Not an abuse at all. I've a contract with those clients, and I can move the VMs, change the services, etc. freely as long as it doesn't cost more than the amount we've previously set.

Otherwise, I'd never dare to do something like that.

It's still something that's weird to do without notifying the customers. What if things were slower? What if bsd introduced some slight change in behaviour that messed up their data but they didn't know when/why things changed? Full control doesn't mean unexpected YOLO changes are welcome.
As specified in several parts, the tests were conducted while maintaining and using BSD-based infrastructures for over 20 years. In some cases, Linux was used for various reasons (commercial, ideological, because they were inherited infrastructures managed by others, etc.), but the results were anticipated. I did not expect a performance degradation, and in any case, having set up the systems in a mirrored environment, there was always the possibility to revert in a few minutes.
Maybe it was all done properly. I hope so. But the post really doesn't show that which I guess is what a few people here notice. You can't say you tested something for today for over 20 years. Things change - if it wasn't tested for that specific migration for that specific customer, then it wasn't really tested. I see people doing yolo changes that way and thought it's worth mentioning explicitly.
If it is infrastructure that is critical to your company, you do not want your hoster to run experiments on it.

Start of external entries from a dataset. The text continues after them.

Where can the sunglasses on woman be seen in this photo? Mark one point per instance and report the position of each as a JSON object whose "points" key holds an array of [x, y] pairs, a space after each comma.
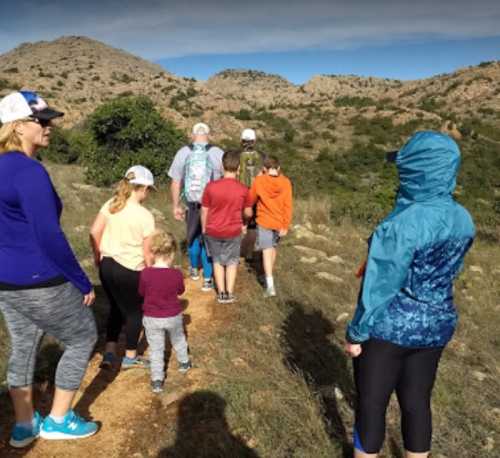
{"points": [[42, 122]]}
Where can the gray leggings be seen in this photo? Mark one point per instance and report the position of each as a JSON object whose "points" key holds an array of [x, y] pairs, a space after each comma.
{"points": [[155, 333], [59, 312]]}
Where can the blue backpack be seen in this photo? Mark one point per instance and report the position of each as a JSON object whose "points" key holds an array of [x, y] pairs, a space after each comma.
{"points": [[198, 171]]}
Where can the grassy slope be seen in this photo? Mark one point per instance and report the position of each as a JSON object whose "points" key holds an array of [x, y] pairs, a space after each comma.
{"points": [[280, 384]]}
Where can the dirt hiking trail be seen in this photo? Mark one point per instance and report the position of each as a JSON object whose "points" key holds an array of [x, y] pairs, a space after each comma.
{"points": [[122, 400]]}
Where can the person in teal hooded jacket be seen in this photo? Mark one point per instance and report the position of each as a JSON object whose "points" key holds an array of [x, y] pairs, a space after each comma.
{"points": [[405, 313]]}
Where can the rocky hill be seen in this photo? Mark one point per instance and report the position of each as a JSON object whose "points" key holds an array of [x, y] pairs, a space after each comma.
{"points": [[78, 73]]}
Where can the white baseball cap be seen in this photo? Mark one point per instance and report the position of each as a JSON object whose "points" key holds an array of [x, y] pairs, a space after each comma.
{"points": [[201, 128], [249, 135], [141, 176], [25, 104]]}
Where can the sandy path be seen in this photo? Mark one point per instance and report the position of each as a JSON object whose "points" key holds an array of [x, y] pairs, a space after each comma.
{"points": [[120, 400]]}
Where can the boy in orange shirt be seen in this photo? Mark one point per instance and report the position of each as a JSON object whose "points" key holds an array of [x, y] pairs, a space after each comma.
{"points": [[272, 191]]}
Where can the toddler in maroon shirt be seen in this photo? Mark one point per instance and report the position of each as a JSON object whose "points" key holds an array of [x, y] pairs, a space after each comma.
{"points": [[160, 285]]}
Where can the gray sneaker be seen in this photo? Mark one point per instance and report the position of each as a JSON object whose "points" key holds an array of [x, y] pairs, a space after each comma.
{"points": [[270, 292], [134, 363], [157, 386], [194, 273], [184, 367]]}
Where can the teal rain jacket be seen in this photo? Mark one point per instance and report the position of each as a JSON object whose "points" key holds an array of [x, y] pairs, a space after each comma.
{"points": [[406, 296]]}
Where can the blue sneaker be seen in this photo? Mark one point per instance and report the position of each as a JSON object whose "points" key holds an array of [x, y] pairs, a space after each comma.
{"points": [[22, 437], [73, 427]]}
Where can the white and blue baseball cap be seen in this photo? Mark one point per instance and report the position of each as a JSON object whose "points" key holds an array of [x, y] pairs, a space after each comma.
{"points": [[138, 174], [26, 104]]}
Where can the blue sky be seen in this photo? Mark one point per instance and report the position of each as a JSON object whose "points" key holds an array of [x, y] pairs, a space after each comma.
{"points": [[399, 60], [403, 39]]}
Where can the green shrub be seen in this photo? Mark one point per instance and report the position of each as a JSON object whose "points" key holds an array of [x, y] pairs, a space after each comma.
{"points": [[63, 148], [127, 131], [243, 115]]}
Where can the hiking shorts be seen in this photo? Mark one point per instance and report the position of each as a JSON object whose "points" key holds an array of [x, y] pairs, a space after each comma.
{"points": [[266, 238], [224, 251]]}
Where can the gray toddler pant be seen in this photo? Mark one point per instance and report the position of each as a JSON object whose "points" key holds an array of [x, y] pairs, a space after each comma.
{"points": [[59, 312], [155, 333]]}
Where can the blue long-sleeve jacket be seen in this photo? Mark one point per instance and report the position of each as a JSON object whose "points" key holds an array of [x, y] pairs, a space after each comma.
{"points": [[406, 296], [33, 247]]}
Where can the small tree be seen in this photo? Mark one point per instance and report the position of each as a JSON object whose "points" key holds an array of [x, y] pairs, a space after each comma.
{"points": [[128, 131]]}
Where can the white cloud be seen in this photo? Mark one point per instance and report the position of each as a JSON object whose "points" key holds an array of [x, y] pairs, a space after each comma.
{"points": [[159, 29]]}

Its also a legal nightmare for the hoster if something goes wrong.

> Abusing the trust of your customers is an absolute no-no in my book.

How do people on the Internet come to such random conclusions when there is no way you could have known the full terms of the contract between the author and their client?

Abusing trust is a bit strong, customers pay for a service and beyond a certain level of abstraction these obscure technical details (from their perspective) are not their concern. They're paying to have that abstracted.
> Abusing the trust of your customers

Yes. I also always let my customers sign off when I change the libraries I use. Completely sane approach.

How is it an abuse? As long as the customer continues to receive the service they paid for, who cares?

The major providers such as GCP, AWS etc share very few details about their underlying infrastructure with their customers. They change all sorts of things all the time.

I wouldn't call it abuse of trust but it's a bad idea to do a migration or any operation that can fail and cause downtime without warning the clients. Come Monday and no servers are online, what do you say, "oops, I tried to change something that didn't work"? that is fine only if they knew there was a migration over the weekend. On my end this situation would fireable offense or close to it.
What!? Changing implementation details is not “abusing trust”. Where would you even draw the line with this attitude!? Should I be informing my customers whenever I update the version of left-pad I have installed!?
They're paying for a service. For example, if their Nextcloud is working and is stable, they don't care if it's running on Linux, FreeBSD, OmniOS, etc. It's in the contract we have - and they're fine with it.
It’s generally about the probability of issues occurring and the expected magnitude of those potential issues. For most people and setups, moving the infrastructure to a new operating system would score about as highly as possible in both of those metrics.

As has been said, it varies case-by-case, and the OP believes they have a relationship with their client such that they didn’t need to provide notice for this, and they’re probably right. But most people doing this would send out a “maintenance is occurring on this date and some downtime may occur” email.